Christine J. HawkinsDagger §, Soon Ji YooDagger , Erin P. Peterson||, Susan L. Wang, Stephanie Y. Vernooy, and Bruce A. Hay**

From the Division of Biology, MC 156-29, Pasadena, California 91125

The caspase family of cysteine proteases plays important roles in bringing about apoptotic cell death. All caspases studied to date cleave substrates COOH-terminal to an aspartate. Here we show that the Drosophila caspase DRONC cleaves COOH-terminal to glutamate as well as aspartate. DRONC autoprocesses itself following a glutamate residue, but processes a second caspase, drICE, following an aspartate. DRONC prefers tetrapeptide substrates in which aliphatic amino acids are present at the P2 position, and the P1 residue can be either aspartate or glutamate. Expression of a dominant negative form of DRONC blocks cell death induced by the Drosophila cell death activators reaper, hid, and grim, and DRONC overexpression in flies promotes cell death. Furthermore, the Drosophila cell death inhibitor DIAP1 inhibits DRONC activity in yeast, and DIAP1's ability to inhibit DRONC-dependent yeast cell death is suppressed by HID and GRIM. These observations suggest that DRONC acts to promote cell death. However, DRONC activity is not suppressed by the caspase inhibitor and cell death suppressor baculovirus p35. We discuss possible models for DRONC function as a cell death inhibitor.

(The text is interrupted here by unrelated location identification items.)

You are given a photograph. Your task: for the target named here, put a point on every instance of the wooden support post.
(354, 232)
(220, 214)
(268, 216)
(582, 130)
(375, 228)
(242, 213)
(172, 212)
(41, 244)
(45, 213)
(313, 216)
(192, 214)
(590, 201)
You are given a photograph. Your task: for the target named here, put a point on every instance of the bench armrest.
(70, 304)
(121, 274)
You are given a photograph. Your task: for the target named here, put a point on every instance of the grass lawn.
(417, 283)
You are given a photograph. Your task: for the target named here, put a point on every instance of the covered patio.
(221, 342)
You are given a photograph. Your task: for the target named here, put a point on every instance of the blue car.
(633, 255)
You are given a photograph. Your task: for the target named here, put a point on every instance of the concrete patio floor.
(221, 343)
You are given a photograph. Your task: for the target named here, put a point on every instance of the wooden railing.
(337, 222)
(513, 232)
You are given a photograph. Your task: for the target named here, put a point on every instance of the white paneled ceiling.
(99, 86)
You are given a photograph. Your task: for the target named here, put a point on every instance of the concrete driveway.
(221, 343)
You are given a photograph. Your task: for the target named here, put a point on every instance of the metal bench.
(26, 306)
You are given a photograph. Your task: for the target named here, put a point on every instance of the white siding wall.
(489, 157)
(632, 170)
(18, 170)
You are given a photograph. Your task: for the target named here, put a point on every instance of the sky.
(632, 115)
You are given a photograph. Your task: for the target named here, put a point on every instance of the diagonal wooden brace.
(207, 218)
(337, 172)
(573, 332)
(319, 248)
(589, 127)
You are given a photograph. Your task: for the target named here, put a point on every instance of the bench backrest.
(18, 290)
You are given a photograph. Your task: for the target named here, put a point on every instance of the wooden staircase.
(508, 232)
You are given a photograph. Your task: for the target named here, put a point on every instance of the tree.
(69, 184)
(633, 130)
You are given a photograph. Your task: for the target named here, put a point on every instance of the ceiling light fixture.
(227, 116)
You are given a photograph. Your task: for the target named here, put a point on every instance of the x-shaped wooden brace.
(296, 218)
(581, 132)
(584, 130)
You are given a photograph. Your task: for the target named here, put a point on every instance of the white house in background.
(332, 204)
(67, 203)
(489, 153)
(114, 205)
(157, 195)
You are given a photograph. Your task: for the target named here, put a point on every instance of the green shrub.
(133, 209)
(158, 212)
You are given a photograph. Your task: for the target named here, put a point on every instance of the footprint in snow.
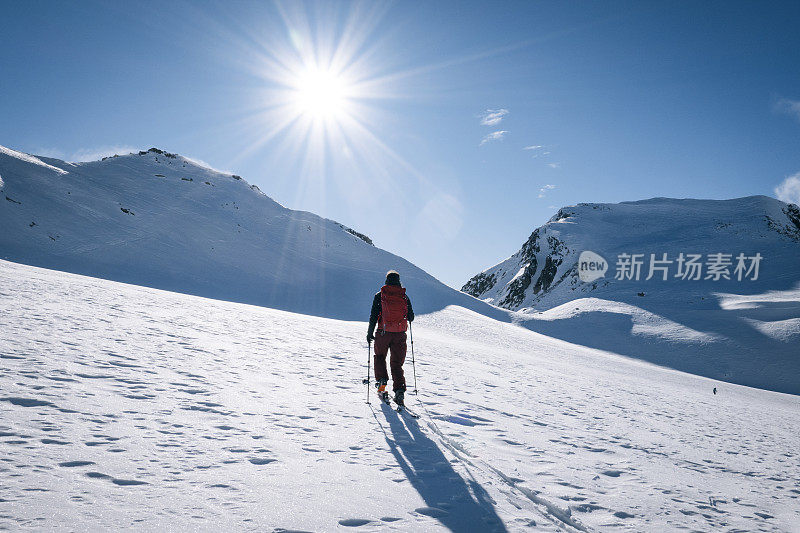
(434, 512)
(354, 522)
(72, 464)
(261, 460)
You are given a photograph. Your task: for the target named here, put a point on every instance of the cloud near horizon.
(493, 117)
(494, 136)
(544, 189)
(789, 190)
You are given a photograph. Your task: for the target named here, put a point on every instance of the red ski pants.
(396, 343)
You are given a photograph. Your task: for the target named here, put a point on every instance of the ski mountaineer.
(391, 311)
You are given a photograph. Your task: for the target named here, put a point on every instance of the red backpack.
(394, 308)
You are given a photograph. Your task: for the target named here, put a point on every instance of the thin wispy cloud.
(789, 190)
(493, 117)
(788, 107)
(544, 190)
(494, 136)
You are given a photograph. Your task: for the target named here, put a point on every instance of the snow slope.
(160, 220)
(130, 407)
(684, 324)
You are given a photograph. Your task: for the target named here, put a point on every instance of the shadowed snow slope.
(129, 407)
(683, 323)
(160, 220)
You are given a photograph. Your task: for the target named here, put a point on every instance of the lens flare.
(321, 94)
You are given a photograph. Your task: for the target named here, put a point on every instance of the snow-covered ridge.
(157, 219)
(543, 272)
(687, 324)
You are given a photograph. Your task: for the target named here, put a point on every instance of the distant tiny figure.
(391, 312)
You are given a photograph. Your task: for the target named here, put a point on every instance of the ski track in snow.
(122, 406)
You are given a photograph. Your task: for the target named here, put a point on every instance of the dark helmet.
(393, 278)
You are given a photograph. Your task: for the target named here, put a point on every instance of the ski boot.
(399, 398)
(383, 394)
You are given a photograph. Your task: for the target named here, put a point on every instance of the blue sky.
(613, 101)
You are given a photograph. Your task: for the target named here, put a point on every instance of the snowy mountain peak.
(544, 272)
(158, 219)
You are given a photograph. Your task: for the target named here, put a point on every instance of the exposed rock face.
(544, 272)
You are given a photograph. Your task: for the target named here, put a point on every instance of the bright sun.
(320, 94)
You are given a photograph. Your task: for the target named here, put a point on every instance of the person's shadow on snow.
(459, 504)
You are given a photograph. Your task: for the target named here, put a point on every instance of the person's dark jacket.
(376, 311)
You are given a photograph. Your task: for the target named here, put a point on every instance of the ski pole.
(413, 364)
(366, 381)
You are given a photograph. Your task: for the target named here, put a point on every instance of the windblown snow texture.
(124, 407)
(160, 220)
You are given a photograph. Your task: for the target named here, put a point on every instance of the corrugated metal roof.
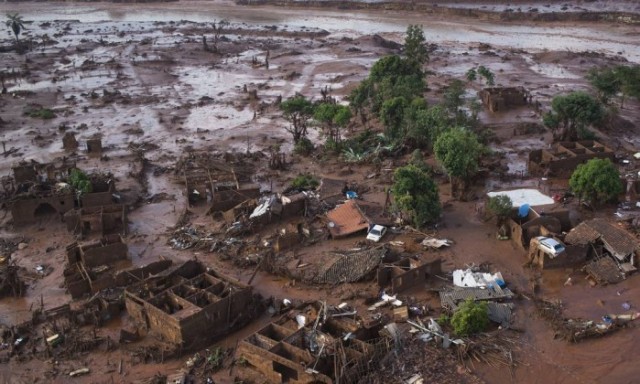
(617, 240)
(451, 297)
(347, 219)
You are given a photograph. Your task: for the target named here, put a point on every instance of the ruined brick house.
(611, 249)
(102, 220)
(287, 351)
(407, 273)
(36, 193)
(191, 305)
(40, 190)
(216, 183)
(573, 255)
(563, 158)
(538, 222)
(498, 99)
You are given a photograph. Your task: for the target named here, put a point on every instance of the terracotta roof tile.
(347, 219)
(617, 240)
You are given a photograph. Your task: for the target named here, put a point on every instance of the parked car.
(551, 246)
(376, 233)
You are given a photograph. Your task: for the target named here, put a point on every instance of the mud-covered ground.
(139, 77)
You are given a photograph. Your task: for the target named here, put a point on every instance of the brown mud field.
(138, 77)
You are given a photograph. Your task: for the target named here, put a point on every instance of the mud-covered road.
(136, 74)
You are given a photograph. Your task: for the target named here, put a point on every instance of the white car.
(376, 233)
(551, 246)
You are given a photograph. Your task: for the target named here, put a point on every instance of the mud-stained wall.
(96, 199)
(27, 211)
(402, 277)
(227, 199)
(501, 99)
(104, 254)
(189, 313)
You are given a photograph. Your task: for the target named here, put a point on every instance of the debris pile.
(575, 329)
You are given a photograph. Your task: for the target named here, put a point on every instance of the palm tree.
(16, 23)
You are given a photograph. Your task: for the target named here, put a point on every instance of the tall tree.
(15, 22)
(458, 151)
(333, 117)
(414, 45)
(297, 110)
(392, 116)
(597, 181)
(572, 113)
(606, 82)
(415, 192)
(629, 77)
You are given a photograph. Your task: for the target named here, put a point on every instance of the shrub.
(303, 147)
(305, 181)
(500, 206)
(80, 181)
(470, 318)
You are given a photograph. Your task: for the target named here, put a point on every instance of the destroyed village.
(322, 191)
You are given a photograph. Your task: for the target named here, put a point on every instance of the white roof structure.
(530, 196)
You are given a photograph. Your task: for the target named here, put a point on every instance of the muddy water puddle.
(594, 38)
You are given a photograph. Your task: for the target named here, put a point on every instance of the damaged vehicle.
(376, 233)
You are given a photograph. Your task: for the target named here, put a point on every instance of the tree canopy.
(414, 45)
(392, 116)
(470, 317)
(458, 151)
(416, 193)
(500, 205)
(597, 181)
(297, 110)
(572, 113)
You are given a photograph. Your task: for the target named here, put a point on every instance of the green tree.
(392, 116)
(470, 318)
(414, 45)
(80, 181)
(415, 192)
(606, 82)
(629, 78)
(485, 72)
(16, 23)
(501, 206)
(426, 125)
(333, 118)
(453, 98)
(572, 113)
(297, 110)
(597, 181)
(458, 151)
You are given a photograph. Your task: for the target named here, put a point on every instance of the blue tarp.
(523, 211)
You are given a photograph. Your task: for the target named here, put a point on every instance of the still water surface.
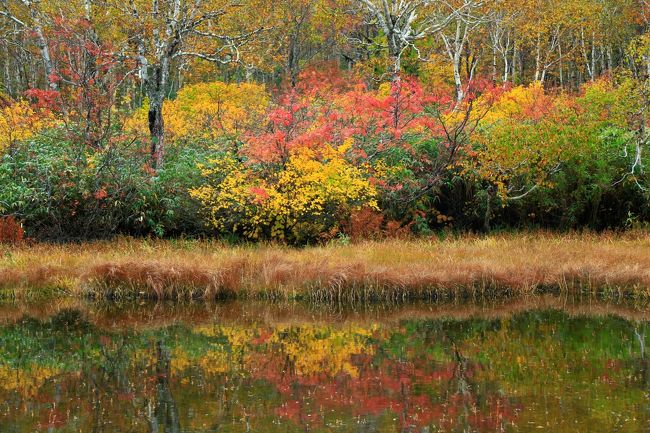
(289, 368)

* This work was supported in part by grants from the Burroughs Wellcome Fund (New Investigator awards in the Pharmacological Sciences), the Ellison Medical Foundation, and National Institutes of Health Grant GM057422-01 (to B. A. H.).The costs of publication of this article were defrayed in part by the payment of page charges. The article must therefore be hereby marked "advertisement" in accordance with 18 U.S.C. Section 1734 solely to indicate this fact.

Dagger Contributed equally to the results of this work.

§ Supported by a Human Frontiers postdoctoral fellowship. Current address: Dept. of Haematology and Oncology, Royal Children's Hospital, Flemington Road, Parkville, VIC 3052, Australia.

Supported by a Jane Coffin Child postdoctoral fellowship.

|| Current address: Dept. of Enzymology, Merck Research Laboratories, Rahway, NJ 07065.

** Searle Scholar. To whom correspondence should be addressed. Tel.: 626-395-3399: Fax: 626-449-0756; E-mail: haybruce@its. caltech.edu.


Copyright © 2000 by The American Society for Biochemistry and Molecular Biology, Inc.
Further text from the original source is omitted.